NEW YORK — About half of Americans with assets of more than $250,000 say they won’t pay the entire tab for their children’s college education, according to Bank of America.

About 47 percent of those polled in the Merrill Lynch Affluent Insights Survey released Monday said they didn’t or won’t pay the full cost of higher education. Limiting access to the bank of Mom and Dad will help teach their kids financial responsibility, 29 percent of respondents said.

Tuition and fees for in-state students at public four-year institutions averaged $7,605 for the 2010-2011 school year, according to the College Board, a New York-based nonprofit. At private nonprofit four-year colleges and universities, costs averaged $27,293.

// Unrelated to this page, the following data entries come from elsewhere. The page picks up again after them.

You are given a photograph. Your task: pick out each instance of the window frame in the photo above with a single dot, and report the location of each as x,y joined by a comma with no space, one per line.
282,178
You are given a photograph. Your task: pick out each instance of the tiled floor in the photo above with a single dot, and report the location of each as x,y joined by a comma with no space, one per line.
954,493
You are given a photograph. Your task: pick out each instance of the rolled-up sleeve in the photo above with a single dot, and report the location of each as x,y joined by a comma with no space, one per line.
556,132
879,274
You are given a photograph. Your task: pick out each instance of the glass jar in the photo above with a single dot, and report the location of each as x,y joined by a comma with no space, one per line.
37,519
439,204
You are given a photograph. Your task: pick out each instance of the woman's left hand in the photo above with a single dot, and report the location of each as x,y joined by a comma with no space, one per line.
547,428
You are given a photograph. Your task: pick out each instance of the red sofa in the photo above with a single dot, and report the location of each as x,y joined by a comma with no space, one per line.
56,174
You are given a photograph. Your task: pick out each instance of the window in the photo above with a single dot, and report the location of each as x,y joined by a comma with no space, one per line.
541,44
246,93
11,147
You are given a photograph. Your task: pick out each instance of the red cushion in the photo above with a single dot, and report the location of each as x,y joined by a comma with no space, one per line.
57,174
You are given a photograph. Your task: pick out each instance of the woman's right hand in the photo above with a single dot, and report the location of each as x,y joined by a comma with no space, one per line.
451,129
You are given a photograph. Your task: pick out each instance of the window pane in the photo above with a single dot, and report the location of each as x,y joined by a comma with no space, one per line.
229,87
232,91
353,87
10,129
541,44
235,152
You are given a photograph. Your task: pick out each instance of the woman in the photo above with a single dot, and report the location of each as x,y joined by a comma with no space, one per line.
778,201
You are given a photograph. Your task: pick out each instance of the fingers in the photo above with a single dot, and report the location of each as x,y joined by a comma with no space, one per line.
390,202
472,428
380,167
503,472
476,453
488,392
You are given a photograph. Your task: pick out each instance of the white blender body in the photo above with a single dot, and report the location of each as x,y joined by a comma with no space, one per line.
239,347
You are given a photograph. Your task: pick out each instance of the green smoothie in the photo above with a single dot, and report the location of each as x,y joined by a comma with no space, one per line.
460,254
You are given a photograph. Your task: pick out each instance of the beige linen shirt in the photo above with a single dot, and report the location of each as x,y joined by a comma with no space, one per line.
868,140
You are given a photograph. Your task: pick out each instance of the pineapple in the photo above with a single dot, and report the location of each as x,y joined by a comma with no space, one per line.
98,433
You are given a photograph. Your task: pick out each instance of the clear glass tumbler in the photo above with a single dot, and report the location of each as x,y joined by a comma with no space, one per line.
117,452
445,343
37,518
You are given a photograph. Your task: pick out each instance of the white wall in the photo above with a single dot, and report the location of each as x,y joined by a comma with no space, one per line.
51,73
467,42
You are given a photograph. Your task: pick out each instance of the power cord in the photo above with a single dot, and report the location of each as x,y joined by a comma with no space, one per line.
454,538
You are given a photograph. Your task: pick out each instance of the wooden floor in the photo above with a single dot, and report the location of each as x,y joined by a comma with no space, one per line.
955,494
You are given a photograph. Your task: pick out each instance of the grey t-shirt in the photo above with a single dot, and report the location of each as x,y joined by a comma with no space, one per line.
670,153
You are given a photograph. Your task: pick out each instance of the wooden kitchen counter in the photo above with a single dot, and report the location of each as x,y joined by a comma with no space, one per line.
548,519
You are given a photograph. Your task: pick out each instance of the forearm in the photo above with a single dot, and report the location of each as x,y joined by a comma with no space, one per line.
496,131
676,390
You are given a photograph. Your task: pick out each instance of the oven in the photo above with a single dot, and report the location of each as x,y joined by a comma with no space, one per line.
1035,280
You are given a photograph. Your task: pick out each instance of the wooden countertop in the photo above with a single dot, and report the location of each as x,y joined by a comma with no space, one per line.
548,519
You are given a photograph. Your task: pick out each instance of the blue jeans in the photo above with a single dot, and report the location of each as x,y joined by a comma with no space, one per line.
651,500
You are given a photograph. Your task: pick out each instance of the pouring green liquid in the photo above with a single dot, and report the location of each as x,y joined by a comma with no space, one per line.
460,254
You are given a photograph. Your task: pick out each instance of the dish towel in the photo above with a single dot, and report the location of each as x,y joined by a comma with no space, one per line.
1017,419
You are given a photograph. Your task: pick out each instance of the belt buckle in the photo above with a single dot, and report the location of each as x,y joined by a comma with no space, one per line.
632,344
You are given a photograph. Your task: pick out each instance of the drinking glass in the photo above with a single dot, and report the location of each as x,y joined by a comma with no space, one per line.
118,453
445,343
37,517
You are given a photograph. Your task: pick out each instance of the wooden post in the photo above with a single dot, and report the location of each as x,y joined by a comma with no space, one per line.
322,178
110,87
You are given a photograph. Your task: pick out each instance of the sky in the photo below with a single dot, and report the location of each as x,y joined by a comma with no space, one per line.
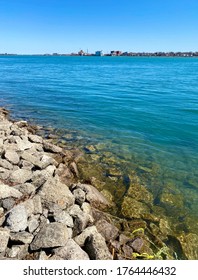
65,26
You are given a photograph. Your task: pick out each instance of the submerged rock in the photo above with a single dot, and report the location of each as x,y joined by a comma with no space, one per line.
189,243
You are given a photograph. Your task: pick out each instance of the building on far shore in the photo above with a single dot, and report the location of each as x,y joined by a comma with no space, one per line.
99,53
115,53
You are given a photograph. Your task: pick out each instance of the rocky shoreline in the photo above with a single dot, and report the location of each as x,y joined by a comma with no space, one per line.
47,212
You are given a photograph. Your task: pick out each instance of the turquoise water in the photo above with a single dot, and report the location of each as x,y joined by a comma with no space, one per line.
143,110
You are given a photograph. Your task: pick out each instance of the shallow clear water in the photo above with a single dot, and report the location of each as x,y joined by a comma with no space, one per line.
143,110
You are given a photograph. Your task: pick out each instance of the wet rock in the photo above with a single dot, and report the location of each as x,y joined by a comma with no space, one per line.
172,200
189,244
139,192
17,219
107,230
11,156
132,208
126,252
7,191
48,147
32,159
4,237
74,169
54,191
71,251
52,235
96,248
46,161
35,138
81,238
81,222
136,244
23,143
21,176
94,197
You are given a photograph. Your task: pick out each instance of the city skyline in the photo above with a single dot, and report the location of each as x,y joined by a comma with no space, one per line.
42,26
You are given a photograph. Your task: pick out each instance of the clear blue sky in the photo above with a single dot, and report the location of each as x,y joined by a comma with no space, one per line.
64,26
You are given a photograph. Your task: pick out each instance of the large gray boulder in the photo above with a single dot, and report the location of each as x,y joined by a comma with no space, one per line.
53,191
51,235
108,231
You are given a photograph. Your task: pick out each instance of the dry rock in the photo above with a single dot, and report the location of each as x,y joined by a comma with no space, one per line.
71,251
4,237
21,176
17,219
52,235
12,156
54,191
7,191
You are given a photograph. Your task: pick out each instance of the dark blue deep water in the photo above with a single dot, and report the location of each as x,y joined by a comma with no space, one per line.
142,110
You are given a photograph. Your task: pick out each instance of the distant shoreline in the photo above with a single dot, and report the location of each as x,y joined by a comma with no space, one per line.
115,54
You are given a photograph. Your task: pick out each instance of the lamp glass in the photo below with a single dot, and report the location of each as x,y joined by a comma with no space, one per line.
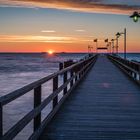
135,18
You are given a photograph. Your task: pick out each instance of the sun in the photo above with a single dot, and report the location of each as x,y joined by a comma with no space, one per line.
50,52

“What the numbers show is just the rising cost of college and the financial demands on middle-class and affluent families,” said Andy Sieg, head of retirement services and global investment solutions for the Charlotte, N.C.-based bank.

Having kids foot at least part of the bill for college is an example of how a “sandwich generation” is coping with caring for parents and dependent children at the same time, Sieg said.

With older generations living longer, high rates of unemployment for recent college graduates and expectations to work later in life, affluent individuals are changing their views on financial planning, he said.

Saving early for college has become a generational trend, as 60 percent of affluent parents age 35 to age 50 start college savings accounts before or within the first year of their child’s life, compared with 15 percent who were over age 65 and began saving early, the survey said.

About half of parents said “financial know-how” was a trait they hoped to impart to their children. Among parents who used a financial adviser, 64 percent said they shared some of their adviser’s guidance with their children, while almost 20 percent of parents age 51 and older had invited their children to meet with the family’s adviser.

The survey also asked respondents about health-care costs and inheritance.

About 70 percent said health-care costs were their top financial concern, and 56 percent said they’re not counting on an inheritance to help them with these costs or during general retirement.

Those results are similar to an April study by U.S. Trust, Bank of America’s private wealth management unit, said Sieg. That survey of individuals with $3 million or more in investable assets found that fewer than half said that leaving an inheritance is important to them.

“They recognize that their parents’ generation is absorbing a higher health-care cost and they will need their own financial resources to secure their own lifestyles in later life,” according to Sieg.

Braun Research, based in Princeton, N.J., contacted 1,000 Americans with investable assets of $250,000 or more on the behalf of the bank. The telephone survey was conducted in June.